Le petit garçon et sa robe

Par: Annie-Ève Collin

Nous sommes maintenant nombreux au Québec à le savoir : le fils de Bianca Longpré souhaitait porter une robe pour son premier jour de maternelle et disait que ceux qui riraient de lui se feraient dire de se mêler de leurs affaires.


Quelle belle occasion pour la féministe critique du genre que je suis de rappeler la différence entre sexe et genre. Mais cette fois-ci, ce n'est pas aux idéologues du genre (les trans-activistes et leurs alliés) que je souhaite rappeler cette différence. Non, c'est plutôt à ceux qui se scandalisent que des parents laissent leur fils porter une robe pour aller à l'école. 

Notez que je laisse ici de côté l'objection d'une nature différente qui a été soulevée par Sophie Durocher et plusieurs autres personnes, à l'effet qu'on ne devrait pas étaler la vie d'un petit enfant en public. Cette objection est beaucoup plus sérieuse, mais elle n'est pas le sujet de ce billet.

Je vais plutôt me concentrer sur ceci : certains disent que c'est en laissant un garçon porter des robes qu'on ouvre la porte à la théorie (sic) du genre, après il va dire qu'il est une fille, et c'est comme ça qu'on en vient à dire des inepties comme de prétendre que des hommes peuvent avoir leurs règles et être "enceints", qu'il existe des femmes qui ont un pénis, etc.

Eh bien non : pas si on prend bien conscience de la différence entre sexe et genre. Le sexe est un fait biologique : notre espèce se divise en mâles (hommes, garçons quand ils sont prépubères) et en femelles (femmes, filles quand elles sont prépubères). Le pénis est une caractéristique des mâles, avoir ses règles, puisque ça implique de produire des ovules et de les évacuer, et une caractéristique des femelles, tout comme la possibilité d'être enceinte. C'est biologique, ce n'est en rien une construction sociale.

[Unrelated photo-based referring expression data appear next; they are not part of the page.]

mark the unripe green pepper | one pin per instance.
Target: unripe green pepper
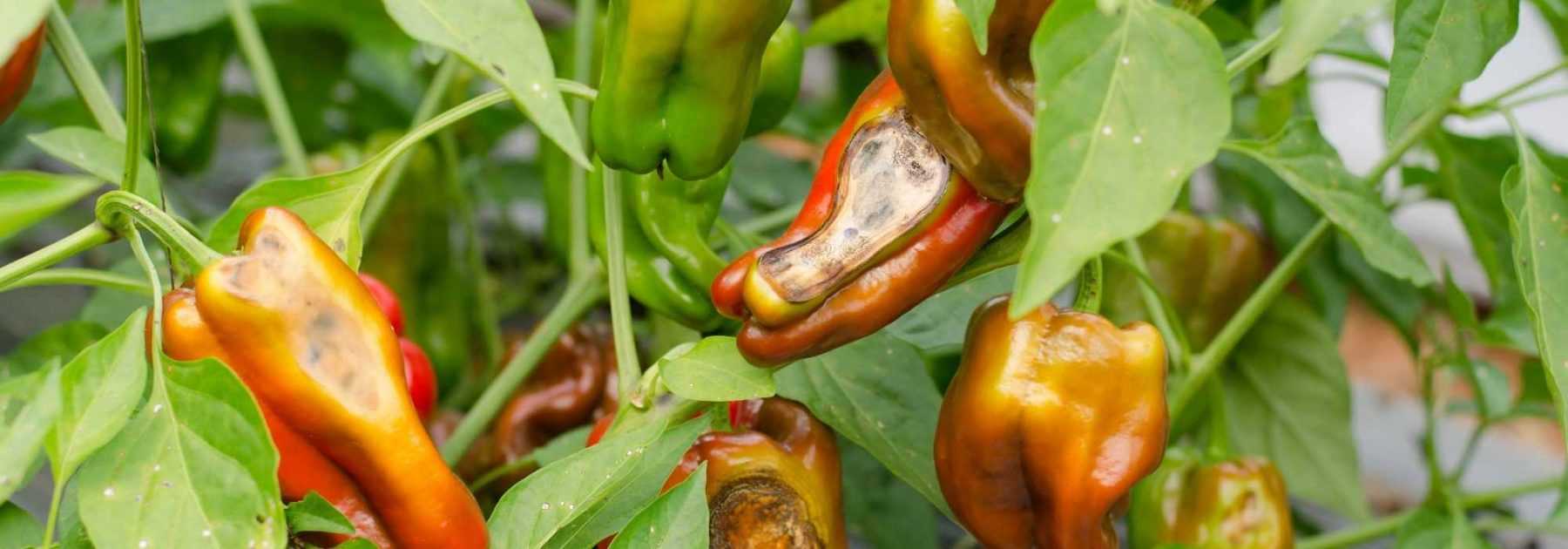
(678, 84)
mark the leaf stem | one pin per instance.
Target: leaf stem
(86, 237)
(580, 295)
(78, 68)
(1254, 54)
(619, 303)
(266, 78)
(1388, 525)
(82, 276)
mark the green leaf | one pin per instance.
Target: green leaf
(98, 154)
(23, 17)
(195, 468)
(882, 509)
(1288, 399)
(1434, 527)
(30, 196)
(29, 407)
(874, 394)
(60, 341)
(1440, 46)
(979, 16)
(580, 499)
(1126, 107)
(1311, 166)
(938, 325)
(1537, 220)
(713, 370)
(99, 390)
(674, 519)
(504, 41)
(314, 513)
(850, 21)
(1307, 25)
(17, 529)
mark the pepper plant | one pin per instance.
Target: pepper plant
(674, 274)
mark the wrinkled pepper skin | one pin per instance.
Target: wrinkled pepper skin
(572, 386)
(778, 85)
(1234, 504)
(650, 276)
(309, 341)
(301, 468)
(1205, 268)
(1048, 424)
(883, 227)
(977, 109)
(678, 82)
(16, 74)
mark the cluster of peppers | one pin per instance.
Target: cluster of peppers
(16, 74)
(329, 374)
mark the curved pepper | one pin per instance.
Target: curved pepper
(309, 341)
(886, 221)
(16, 74)
(1205, 268)
(979, 109)
(650, 276)
(1048, 424)
(1236, 504)
(301, 468)
(574, 384)
(770, 484)
(678, 82)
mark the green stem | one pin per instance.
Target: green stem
(78, 242)
(80, 276)
(267, 85)
(1090, 282)
(382, 193)
(78, 68)
(1388, 525)
(182, 247)
(1261, 47)
(619, 303)
(584, 25)
(135, 94)
(580, 295)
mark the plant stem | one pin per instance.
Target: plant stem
(1389, 525)
(1261, 47)
(84, 78)
(580, 295)
(267, 85)
(579, 256)
(383, 188)
(86, 237)
(1089, 290)
(184, 247)
(619, 305)
(82, 276)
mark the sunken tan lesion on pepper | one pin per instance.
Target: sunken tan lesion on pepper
(891, 182)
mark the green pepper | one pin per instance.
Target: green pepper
(780, 80)
(650, 276)
(678, 82)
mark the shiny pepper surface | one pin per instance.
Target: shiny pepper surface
(311, 342)
(886, 221)
(301, 468)
(1048, 424)
(656, 280)
(1205, 268)
(678, 82)
(16, 74)
(979, 109)
(1234, 504)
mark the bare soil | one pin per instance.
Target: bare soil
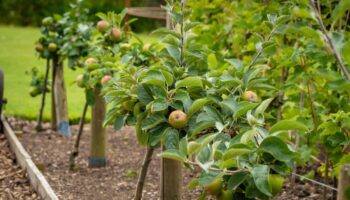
(117, 181)
(14, 183)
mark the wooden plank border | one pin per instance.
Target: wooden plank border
(37, 179)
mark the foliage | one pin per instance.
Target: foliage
(23, 12)
(279, 57)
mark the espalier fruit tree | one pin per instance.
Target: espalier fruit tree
(307, 62)
(99, 67)
(62, 38)
(109, 52)
(206, 114)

Le genre, par contre, est une construction sociale : c'est un ensemble d'interprétations culturelles des différences entre les sexes, qui parfois n'ont carrément aucun enracinement dans les différences biologiques. Le genre étant culturel, il est beaucoup plus malléable que le sexe. Dans les faits, on peut constater qu'il varie d'une culture à l'autre et qu'il évolue avec le temps.

Les différences entre les vêtements masculins et les vêtements féminins sont un exemple de différences qui ne relèvent en rien du sexe, qui relèvent complètement du genre. 

Il est impossible à un garçon d'avoir des menstruations (je ne dis pas qu'il n'a pas le droit, ça lui est tout simplement impossible, tout comme je ne dis pas que les chats n'ont pas le droit de voler, alors que les moineaux ont le droit, je dis que les chats ne peuvent pas voler, alors que les moineaux peuvent).

Par contre, il est possible à un garçon de porter une robe, et il n'y a pas de raison qu'il n'en ait pas le droit. Que ce soit contraire aux normes vestimentaires dans notre culture à notre époque, est indéniable, mais ce n'est pas une raison pour que ça ne change pas. À d'autres époques, il a existé des vêtements semblables à des robes qui étaient destinés aux hommes ; si ça a pu changer depuis ces époques-là, ça peut encore changer aujourd'hui. 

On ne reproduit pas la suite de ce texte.